Etched in Sand is a memoir that I’ve recommended again and again. I was excited to be able to learn more about this family of kids who survived so much. I went back to my review of Etched in Sand to remind myself why this one was so memorable. Here’s a chunk from that review, posted because it speaks to the honest of Calterra’s writing, and this all goes for Girl Unbroken as well:
This story is riveting. The writing is fluid and captivating. Calcaterra tells some stories in flashback form, but it always serves to better the story and is never confusing or out of place. She tells about emotional and physical abuse, the uncertainty of not knowing her father, homelessness, good and bad experiences within the foster system.

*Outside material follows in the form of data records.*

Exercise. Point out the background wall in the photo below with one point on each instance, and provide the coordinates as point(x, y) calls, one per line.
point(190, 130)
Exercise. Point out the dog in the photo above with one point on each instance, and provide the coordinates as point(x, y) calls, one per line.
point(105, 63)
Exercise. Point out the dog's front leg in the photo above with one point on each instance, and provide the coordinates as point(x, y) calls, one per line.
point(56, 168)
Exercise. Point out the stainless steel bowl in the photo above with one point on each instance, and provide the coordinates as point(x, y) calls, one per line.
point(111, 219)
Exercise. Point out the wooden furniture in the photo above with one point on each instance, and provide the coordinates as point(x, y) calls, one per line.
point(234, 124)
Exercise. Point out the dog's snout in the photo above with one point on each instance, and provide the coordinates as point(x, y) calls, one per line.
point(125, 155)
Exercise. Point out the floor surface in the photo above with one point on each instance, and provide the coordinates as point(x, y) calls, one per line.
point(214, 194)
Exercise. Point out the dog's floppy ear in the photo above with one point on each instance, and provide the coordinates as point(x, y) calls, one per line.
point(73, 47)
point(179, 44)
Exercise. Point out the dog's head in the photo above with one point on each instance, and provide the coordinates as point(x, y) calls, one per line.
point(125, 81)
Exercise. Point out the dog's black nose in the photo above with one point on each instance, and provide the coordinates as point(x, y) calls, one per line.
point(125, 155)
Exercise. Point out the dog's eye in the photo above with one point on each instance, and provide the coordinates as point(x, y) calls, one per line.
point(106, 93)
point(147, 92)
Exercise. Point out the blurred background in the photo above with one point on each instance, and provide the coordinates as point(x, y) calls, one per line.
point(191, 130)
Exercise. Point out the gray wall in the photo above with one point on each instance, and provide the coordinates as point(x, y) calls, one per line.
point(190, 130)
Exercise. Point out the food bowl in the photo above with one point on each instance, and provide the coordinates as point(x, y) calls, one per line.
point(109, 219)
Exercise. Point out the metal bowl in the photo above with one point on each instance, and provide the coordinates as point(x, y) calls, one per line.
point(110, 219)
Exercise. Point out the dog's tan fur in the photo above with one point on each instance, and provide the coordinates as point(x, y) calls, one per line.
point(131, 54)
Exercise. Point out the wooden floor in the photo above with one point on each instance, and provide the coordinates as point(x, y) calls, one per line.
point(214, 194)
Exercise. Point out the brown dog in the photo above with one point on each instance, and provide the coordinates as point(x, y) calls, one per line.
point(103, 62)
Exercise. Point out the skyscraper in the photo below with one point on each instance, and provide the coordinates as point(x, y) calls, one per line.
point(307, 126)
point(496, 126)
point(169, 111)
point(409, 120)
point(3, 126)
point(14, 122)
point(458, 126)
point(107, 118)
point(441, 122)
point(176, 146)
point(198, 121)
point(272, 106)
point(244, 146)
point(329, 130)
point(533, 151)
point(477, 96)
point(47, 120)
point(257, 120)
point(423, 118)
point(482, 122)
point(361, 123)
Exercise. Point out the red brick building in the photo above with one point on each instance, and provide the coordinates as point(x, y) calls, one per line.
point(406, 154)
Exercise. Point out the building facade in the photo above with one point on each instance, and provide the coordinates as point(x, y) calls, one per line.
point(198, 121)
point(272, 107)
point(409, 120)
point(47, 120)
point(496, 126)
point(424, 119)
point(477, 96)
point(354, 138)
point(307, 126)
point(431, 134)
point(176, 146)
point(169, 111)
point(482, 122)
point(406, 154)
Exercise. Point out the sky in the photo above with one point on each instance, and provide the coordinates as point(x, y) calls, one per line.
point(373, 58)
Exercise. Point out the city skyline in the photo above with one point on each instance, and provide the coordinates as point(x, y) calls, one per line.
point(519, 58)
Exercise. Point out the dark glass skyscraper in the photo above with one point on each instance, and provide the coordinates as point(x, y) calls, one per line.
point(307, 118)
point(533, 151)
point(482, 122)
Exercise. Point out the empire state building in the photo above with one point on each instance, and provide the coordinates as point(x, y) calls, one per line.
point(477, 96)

But even in the midst of that, she offers glimmers of hope as she trumpets the support and love that she and her siblings had for one another, the help that the community offered them, and the encouragement from teachers and others that helped her keep moving forward. (Read my whole whole review HERE)
Even though this is a sequel, it stand completely alone. The type of mother Cookie is and the abuse suffered as well as the reasons why (there’s never a good reason), is explained here without the background of the book. Rosie and Norm, the two youngest children, were taken away from their older sisters, who were more like mothers. This is Rosie’s story from that time over the next 10 years, the foster homes, the moving around, the abuse, the hunger, the fear.

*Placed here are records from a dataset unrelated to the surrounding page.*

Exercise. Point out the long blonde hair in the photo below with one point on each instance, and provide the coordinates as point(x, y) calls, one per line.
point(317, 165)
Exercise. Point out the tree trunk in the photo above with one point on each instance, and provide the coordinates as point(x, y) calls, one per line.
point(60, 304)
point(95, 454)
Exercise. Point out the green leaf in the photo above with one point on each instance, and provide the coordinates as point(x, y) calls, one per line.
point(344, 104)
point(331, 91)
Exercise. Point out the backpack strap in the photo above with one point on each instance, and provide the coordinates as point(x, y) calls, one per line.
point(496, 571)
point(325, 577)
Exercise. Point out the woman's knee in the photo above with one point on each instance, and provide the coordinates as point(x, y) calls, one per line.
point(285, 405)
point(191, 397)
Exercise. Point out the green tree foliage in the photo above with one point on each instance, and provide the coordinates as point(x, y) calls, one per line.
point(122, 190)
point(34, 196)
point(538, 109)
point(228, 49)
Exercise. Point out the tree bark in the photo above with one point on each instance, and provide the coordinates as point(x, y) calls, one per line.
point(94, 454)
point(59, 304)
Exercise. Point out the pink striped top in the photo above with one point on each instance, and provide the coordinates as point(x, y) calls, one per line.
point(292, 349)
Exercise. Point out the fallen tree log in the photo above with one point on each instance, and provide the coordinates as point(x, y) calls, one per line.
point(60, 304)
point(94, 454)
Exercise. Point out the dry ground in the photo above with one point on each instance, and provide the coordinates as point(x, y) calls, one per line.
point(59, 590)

I want to reread Etched in Sand, because I vaguely remember Rosie and the interactions being mentioned, but as Regina says in the intro to the book, she did not want to disclose Rosie’s story until she was ready to share it, so I think that knowing the background of this story — what was truly going on with Rosie — would illuminate Regina’s discourse about them being separated as she told her own story.
This happened in the 70’s and early 80’s (I believe that Rosie is in her early 40’s now), and I have to hope that things are different now, as far as DCFS turning a blind eye to abuse from parents and foster families. Reading this kind of book opens my eyes and heart to kids who I do know are hungry or overlooked or emotionally or physically abused. It’s a hard story to read, but knowing that they survived in spite of so many hardships growing up makes it a story of hope.
I give both of these books my highest recommendation. You can read either one first, but I think I would have liked these details as I read about Gi trying to find or help or visit Rosie all those years.